Orthogonal Thought | Random musings from the creator of Cooking For Engineers and Lead Architect of Fanpop





What I Ate: June 29, 2009

Posted 29 June, 2009 at 11:19pm by Michael Chu
(Filed under: Food, What I Ate)

Dinner: I cooked a large (2-1/2 pound) USDA Prime bone-in ribeye steak. Low and slow in the oven at 200°F until the interior was a little over 130°F. Then I finished it on the stove top in a fry pan with half a stick of butter. This piece had the largest spinalis dorsi (the ribeye cap) that I've ever seen. I trimmed the cap off the ribeye and served that to Tina and myself. This is the best steak I've cooked since moving to Texas and one of the better ones I've ever done. I'm especially proud since I previously did steaks only on the grill (which I don't have anymore) and it's been difficult for me to get my steaks to where I like them to be with my indoor cooking equipment.
Ribeye steak

I sauteed fresh okra pods that I purchased yesterday with a chopped up jalapeno chile in the butter that I used to form the crust on the steak. The beef and the okra together made one of the most satisfying dinners I've had in a while.

Lunch: We each made ourselves a platter of assorted meats and veggies. I had a few slices of Rosemary Olive Oil Bread, Olive Mortadella, Head Cheese, Pastrami, Smoked Sockeye Salmon, Radishes, and English Cucumber with a small dollop of Grey Poupon white wine mustard.
Platter of Assorted Meats

3 comments to What I Ate: June 29, 2009

Don, June 30th, 2009 at 8:37 am:

  • It sounds like a really good home cooking day.

Nate, July 1st, 2009 at 11:26 pm:

  • What made you do the "start low finish high" method versus the usual "start high finish low"?

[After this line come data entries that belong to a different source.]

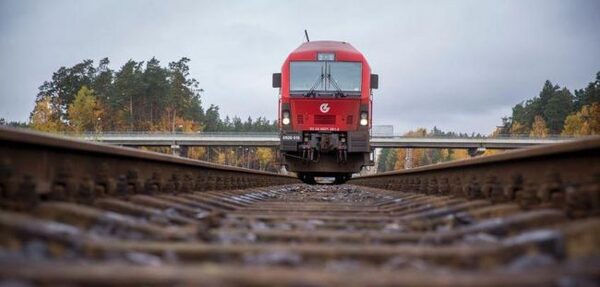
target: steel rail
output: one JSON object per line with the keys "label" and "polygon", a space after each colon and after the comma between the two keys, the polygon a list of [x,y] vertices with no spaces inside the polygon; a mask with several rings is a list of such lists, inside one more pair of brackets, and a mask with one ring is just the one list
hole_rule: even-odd
{"label": "steel rail", "polygon": [[600,137],[355,177],[349,183],[585,213],[600,207]]}
{"label": "steel rail", "polygon": [[0,130],[0,285],[594,286],[598,149],[309,186]]}
{"label": "steel rail", "polygon": [[236,189],[294,183],[275,173],[154,152],[0,128],[0,182],[24,203],[40,195],[89,200],[104,194]]}

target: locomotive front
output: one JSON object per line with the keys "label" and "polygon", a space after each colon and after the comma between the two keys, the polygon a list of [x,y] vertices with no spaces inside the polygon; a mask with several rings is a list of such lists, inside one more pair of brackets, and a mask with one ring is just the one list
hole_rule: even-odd
{"label": "locomotive front", "polygon": [[314,177],[346,181],[372,165],[369,144],[372,89],[377,75],[346,42],[306,42],[273,74],[280,88],[282,164],[307,183]]}

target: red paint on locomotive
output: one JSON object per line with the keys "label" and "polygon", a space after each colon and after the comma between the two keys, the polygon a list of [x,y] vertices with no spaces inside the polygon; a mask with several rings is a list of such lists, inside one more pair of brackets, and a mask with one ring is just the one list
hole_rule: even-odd
{"label": "red paint on locomotive", "polygon": [[372,89],[377,75],[346,42],[314,41],[289,54],[273,87],[280,88],[282,164],[306,182],[343,182],[371,165]]}

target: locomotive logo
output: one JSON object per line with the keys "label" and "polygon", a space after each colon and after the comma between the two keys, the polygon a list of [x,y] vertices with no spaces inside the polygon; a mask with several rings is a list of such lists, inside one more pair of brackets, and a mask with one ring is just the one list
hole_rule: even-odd
{"label": "locomotive logo", "polygon": [[323,103],[323,104],[321,104],[321,106],[319,107],[319,109],[321,110],[322,113],[326,114],[327,112],[329,112],[329,110],[331,108],[329,107],[328,103]]}

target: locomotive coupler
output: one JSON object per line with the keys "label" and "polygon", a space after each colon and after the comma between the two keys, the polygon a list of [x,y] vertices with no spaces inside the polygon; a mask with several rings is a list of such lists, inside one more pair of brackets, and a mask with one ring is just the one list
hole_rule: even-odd
{"label": "locomotive coupler", "polygon": [[337,163],[348,162],[348,150],[344,144],[340,144],[337,148]]}
{"label": "locomotive coupler", "polygon": [[300,157],[305,162],[318,162],[320,152],[317,148],[313,147],[310,143],[303,143],[298,146],[300,150]]}

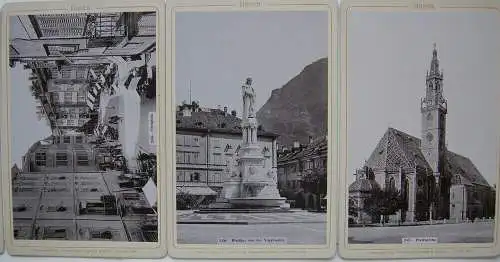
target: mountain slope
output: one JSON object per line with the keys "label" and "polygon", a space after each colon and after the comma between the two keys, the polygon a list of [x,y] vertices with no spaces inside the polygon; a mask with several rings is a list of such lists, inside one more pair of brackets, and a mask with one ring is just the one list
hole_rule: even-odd
{"label": "mountain slope", "polygon": [[325,135],[328,115],[328,60],[319,59],[283,87],[272,91],[257,112],[264,130],[280,135],[278,143],[307,143]]}

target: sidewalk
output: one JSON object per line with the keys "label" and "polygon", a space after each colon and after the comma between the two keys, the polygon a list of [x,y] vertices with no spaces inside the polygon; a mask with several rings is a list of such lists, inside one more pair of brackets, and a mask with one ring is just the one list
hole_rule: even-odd
{"label": "sidewalk", "polygon": [[291,224],[326,223],[326,214],[307,211],[290,213],[216,213],[195,214],[193,211],[177,211],[177,224]]}

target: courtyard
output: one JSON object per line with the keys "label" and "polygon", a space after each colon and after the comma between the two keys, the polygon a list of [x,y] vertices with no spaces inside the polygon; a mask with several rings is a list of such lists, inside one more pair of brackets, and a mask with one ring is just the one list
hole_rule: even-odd
{"label": "courtyard", "polygon": [[349,228],[350,244],[401,244],[403,238],[435,237],[438,243],[493,242],[493,222]]}
{"label": "courtyard", "polygon": [[196,214],[178,211],[177,243],[217,244],[221,239],[280,239],[283,244],[326,244],[326,213]]}

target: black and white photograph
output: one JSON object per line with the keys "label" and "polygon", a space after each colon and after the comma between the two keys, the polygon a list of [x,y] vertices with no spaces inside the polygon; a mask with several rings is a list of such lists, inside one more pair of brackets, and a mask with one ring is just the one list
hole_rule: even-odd
{"label": "black and white photograph", "polygon": [[327,245],[329,21],[175,13],[177,244]]}
{"label": "black and white photograph", "polygon": [[500,15],[346,19],[348,243],[493,244]]}
{"label": "black and white photograph", "polygon": [[156,21],[8,17],[14,240],[158,242]]}

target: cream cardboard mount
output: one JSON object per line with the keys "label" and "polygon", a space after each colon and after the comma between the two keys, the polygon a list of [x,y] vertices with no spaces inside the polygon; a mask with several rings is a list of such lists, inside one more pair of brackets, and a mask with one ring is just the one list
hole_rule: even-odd
{"label": "cream cardboard mount", "polygon": [[[318,24],[320,28],[324,28],[324,31],[321,32],[321,34],[324,34],[324,37],[318,38],[321,40],[315,39],[312,41],[328,42],[328,48],[324,51],[324,56],[327,58],[325,59],[325,61],[327,61],[325,62],[325,65],[328,68],[328,70],[324,71],[325,79],[327,80],[328,85],[328,87],[325,88],[325,90],[327,90],[325,96],[328,97],[327,105],[325,105],[325,108],[328,108],[328,112],[325,114],[325,121],[327,121],[327,124],[325,124],[325,126],[327,126],[327,130],[325,130],[327,132],[327,142],[325,143],[327,143],[327,147],[329,149],[335,148],[334,145],[336,135],[335,130],[333,129],[333,114],[335,114],[335,107],[333,101],[335,101],[335,97],[337,96],[335,93],[336,83],[334,81],[335,79],[338,79],[335,77],[338,50],[338,48],[336,48],[336,32],[338,27],[336,10],[336,3],[334,1],[167,1],[167,14],[169,15],[167,20],[167,57],[173,58],[168,62],[171,70],[168,70],[169,75],[167,76],[167,79],[169,79],[167,81],[167,86],[172,87],[172,93],[167,96],[169,98],[167,99],[167,103],[168,107],[173,111],[170,118],[167,120],[169,123],[167,125],[177,126],[176,131],[172,130],[172,132],[175,133],[172,133],[168,137],[174,138],[177,135],[178,138],[188,137],[197,139],[193,141],[199,141],[200,139],[205,141],[208,139],[208,142],[199,142],[200,147],[205,146],[205,143],[215,145],[219,136],[211,134],[215,134],[217,129],[226,128],[226,125],[223,127],[214,122],[204,123],[203,128],[198,128],[202,130],[198,133],[196,133],[197,131],[192,131],[196,129],[196,127],[192,127],[191,131],[186,131],[190,128],[187,127],[190,122],[196,122],[198,120],[195,119],[201,119],[201,117],[205,117],[202,115],[210,114],[208,113],[208,109],[201,108],[205,106],[204,101],[199,102],[200,109],[195,108],[194,110],[192,110],[191,103],[180,105],[180,101],[176,101],[176,93],[185,93],[183,88],[187,88],[183,85],[185,81],[178,78],[178,76],[186,74],[185,71],[182,71],[185,70],[185,68],[179,66],[181,64],[179,61],[185,62],[184,60],[186,57],[183,56],[183,54],[186,50],[182,49],[184,46],[179,46],[177,44],[183,41],[179,40],[184,39],[182,36],[196,34],[195,31],[182,31],[186,30],[185,25],[188,21],[207,21],[201,23],[211,23],[210,21],[213,20],[210,20],[210,18],[208,20],[203,19],[207,17],[213,18],[216,15],[220,15],[221,19],[229,19],[224,20],[226,21],[226,24],[237,24],[241,23],[236,22],[236,20],[241,17],[245,17],[245,19],[241,20],[246,21],[243,23],[250,23],[248,21],[251,21],[251,19],[255,19],[259,16],[266,16],[267,18],[275,16],[275,18],[269,18],[269,21],[275,19],[274,21],[276,24],[282,24],[283,22],[280,22],[279,20],[282,16],[287,14],[293,15],[309,13],[310,16],[316,15],[318,17],[326,18],[324,20],[315,19],[318,21],[324,21],[325,24]],[[241,14],[241,16],[234,16],[234,19],[236,20],[231,22],[230,19],[233,18],[230,17],[233,17],[233,14]],[[246,24],[243,25],[243,27],[246,27]],[[229,29],[229,31],[224,31],[226,29],[221,28],[221,31],[216,34],[221,34],[221,39],[226,36],[233,39],[240,38],[240,36],[236,33],[232,33],[233,31],[230,31],[231,29]],[[291,28],[290,30],[294,29]],[[246,37],[248,39],[258,39],[259,35],[258,32],[248,31]],[[202,42],[205,43],[206,46],[210,47],[213,46],[212,41],[215,40],[210,38],[204,39]],[[237,42],[230,41],[227,44],[231,46],[236,43]],[[192,48],[193,50],[188,50],[189,53],[198,52],[198,50],[194,50],[197,47]],[[242,49],[241,46],[231,46],[231,48],[235,50]],[[269,46],[269,48],[280,47]],[[179,51],[181,49],[184,52]],[[212,51],[207,48],[203,49],[203,51],[208,53],[213,51],[215,52],[215,50]],[[252,52],[259,51],[257,48],[250,48],[248,50],[241,50],[241,52],[251,54]],[[221,55],[227,56],[227,54]],[[266,59],[273,61],[273,59],[276,58],[266,57],[262,61],[263,64],[266,64]],[[234,60],[234,63],[241,63],[241,58],[235,58]],[[224,63],[221,63],[220,66],[221,72],[231,72],[231,68],[222,68]],[[248,68],[245,66],[242,66],[242,68],[245,68],[244,70],[248,73],[256,70],[256,68]],[[195,75],[199,73],[200,72],[191,72],[189,75],[195,78]],[[223,78],[223,76],[221,76],[221,78]],[[337,225],[335,219],[336,201],[330,201],[330,199],[332,199],[337,192],[335,189],[337,185],[334,176],[335,170],[333,168],[335,166],[334,163],[336,159],[335,150],[327,150],[327,153],[325,153],[325,155],[327,155],[326,158],[328,159],[328,161],[325,161],[325,163],[327,163],[325,164],[325,170],[327,170],[325,175],[327,177],[325,188],[327,188],[328,197],[322,197],[326,200],[327,211],[323,214],[318,214],[307,213],[293,207],[291,208],[290,204],[286,201],[287,199],[281,195],[278,187],[276,141],[273,140],[273,142],[271,142],[270,140],[266,140],[268,138],[263,135],[260,123],[257,119],[258,108],[256,108],[256,97],[266,95],[263,91],[261,91],[261,88],[263,87],[259,85],[260,79],[261,78],[258,76],[252,75],[249,77],[247,75],[242,76],[240,80],[234,82],[234,88],[241,90],[241,92],[238,96],[233,96],[231,100],[236,103],[235,108],[238,110],[241,110],[240,108],[242,108],[242,114],[241,116],[237,116],[236,111],[234,115],[230,115],[229,113],[224,114],[224,117],[227,119],[234,120],[237,117],[238,120],[228,120],[227,125],[231,126],[227,126],[227,129],[231,129],[233,131],[224,131],[226,134],[229,134],[229,137],[225,138],[223,142],[224,145],[228,143],[225,146],[227,149],[225,155],[231,154],[231,157],[224,156],[226,158],[222,160],[225,167],[222,170],[224,176],[222,176],[223,179],[221,181],[221,186],[219,186],[220,189],[217,189],[218,192],[216,193],[213,193],[210,189],[204,189],[206,192],[212,193],[211,195],[214,196],[215,201],[212,201],[212,203],[208,204],[206,207],[202,207],[199,208],[199,210],[194,211],[181,210],[182,207],[180,205],[182,204],[182,201],[168,202],[168,213],[170,219],[168,229],[168,250],[169,255],[174,258],[329,258],[335,254],[335,229]],[[217,85],[210,88],[210,91],[205,89],[203,92],[207,93],[201,95],[209,96],[212,93],[225,92],[222,89],[218,90]],[[200,97],[200,99],[202,99],[202,97]],[[228,101],[220,100],[220,103],[227,102]],[[222,110],[220,111],[222,112]],[[213,109],[211,112],[216,112],[216,110]],[[207,116],[207,119],[210,119],[208,117],[209,116]],[[232,123],[235,123],[234,126]],[[200,124],[202,123],[200,122]],[[203,132],[205,126],[213,132],[201,135],[200,132]],[[236,132],[234,130],[238,131]],[[201,138],[198,138],[197,136]],[[171,155],[174,155],[176,151],[185,150],[183,145],[176,145],[175,143],[175,140],[169,140],[167,143],[167,148],[171,152]],[[206,147],[206,150],[212,150],[212,146],[210,146],[210,148],[208,146]],[[224,148],[224,146],[222,148]],[[216,154],[215,151],[214,154]],[[212,155],[212,153],[207,153],[207,157],[208,155]],[[201,156],[200,158],[204,159],[205,157]],[[175,158],[172,158],[172,161],[173,159]],[[169,176],[169,199],[181,197],[184,195],[182,192],[188,192],[188,190],[193,190],[191,188],[196,187],[195,183],[191,183],[192,185],[188,186],[185,185],[185,181],[179,180],[182,179],[182,175],[179,174],[186,169],[186,164],[182,163],[182,161],[179,163],[179,160],[177,160],[177,162],[177,164],[172,162],[168,165],[169,173],[177,174],[176,176]],[[209,161],[206,165],[209,166],[207,172],[210,172],[210,168],[212,168],[212,166],[215,167],[215,165]],[[211,175],[207,175],[207,179],[209,177],[211,177]],[[214,185],[214,187],[216,187],[216,185]],[[300,218],[297,218],[299,216]],[[321,221],[320,219],[314,220],[315,218],[321,217],[323,217],[323,220]],[[273,221],[269,221],[270,218],[273,218]],[[249,234],[248,232],[245,232],[247,230],[244,230],[244,228],[243,230],[241,229],[243,224],[248,224],[248,227],[255,226],[266,228],[267,226],[275,229],[284,228],[283,225],[287,226],[287,224],[288,226],[292,225],[290,227],[293,227],[294,225],[300,226],[301,221],[298,219],[309,221],[308,223],[313,223],[311,227],[317,227],[318,231],[322,231],[321,234],[317,235],[325,236],[326,241],[324,241],[324,244],[314,244],[314,242],[307,243],[307,240],[301,241],[301,244],[291,243],[294,242],[292,239],[293,237],[290,237],[289,239],[283,237],[283,232],[287,231],[285,229],[283,229],[282,232],[279,230],[271,230],[271,232],[269,230],[263,231],[261,229],[256,229],[254,232],[262,231],[261,233],[256,234]],[[313,220],[314,222],[311,222]],[[216,225],[216,223],[223,223],[225,225]],[[324,225],[324,227],[319,225]],[[206,227],[206,232],[203,236],[199,236],[198,238],[196,238],[196,235],[198,234],[195,234],[194,237],[187,236],[190,230],[192,231],[190,228],[203,230],[203,227]],[[214,227],[221,229],[224,228],[224,230],[220,233],[214,234]],[[309,228],[309,230],[313,229]],[[295,237],[300,238],[300,236],[301,235],[299,234],[299,236]],[[321,241],[318,240],[318,242]]]}
{"label": "cream cardboard mount", "polygon": [[[497,44],[481,46],[475,58],[454,54],[475,49],[467,39],[498,42],[498,32],[488,26],[499,21],[499,7],[499,1],[342,2],[338,241],[343,258],[498,255],[498,119],[483,116],[485,124],[465,124],[461,113],[472,106],[463,102],[470,97],[467,82],[479,75],[484,84],[474,90],[483,98],[474,107],[500,110],[496,99],[488,100],[498,97],[498,74],[470,63],[481,57],[485,68],[498,65],[498,57],[489,55]],[[484,21],[489,22],[480,25]],[[470,29],[455,34],[463,29],[460,24]],[[380,29],[376,37],[368,33],[374,28]],[[361,75],[373,81],[362,84]],[[398,114],[408,118],[398,122]],[[477,126],[480,135],[474,135]],[[372,146],[360,149],[366,144]],[[374,212],[381,207],[386,211]]]}
{"label": "cream cardboard mount", "polygon": [[7,3],[1,19],[9,254],[165,256],[164,1]]}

Michael Chu, July 2nd, 2009 at 6:51 am:

  • The size of the cut. With a thinner cut, the sear is more important for flavor - so I execute that first. The steak might not be able to handle much more than a sear. With the thicker cut, I could do the sear first, then slow cook or vice versa and it wouldn't make a difference. I find it easier to bring it up to the temperature I want in the oven first and then let it cool a little bit (or a lot depending on when I'm ready to eat) before frying it in the pan to finish.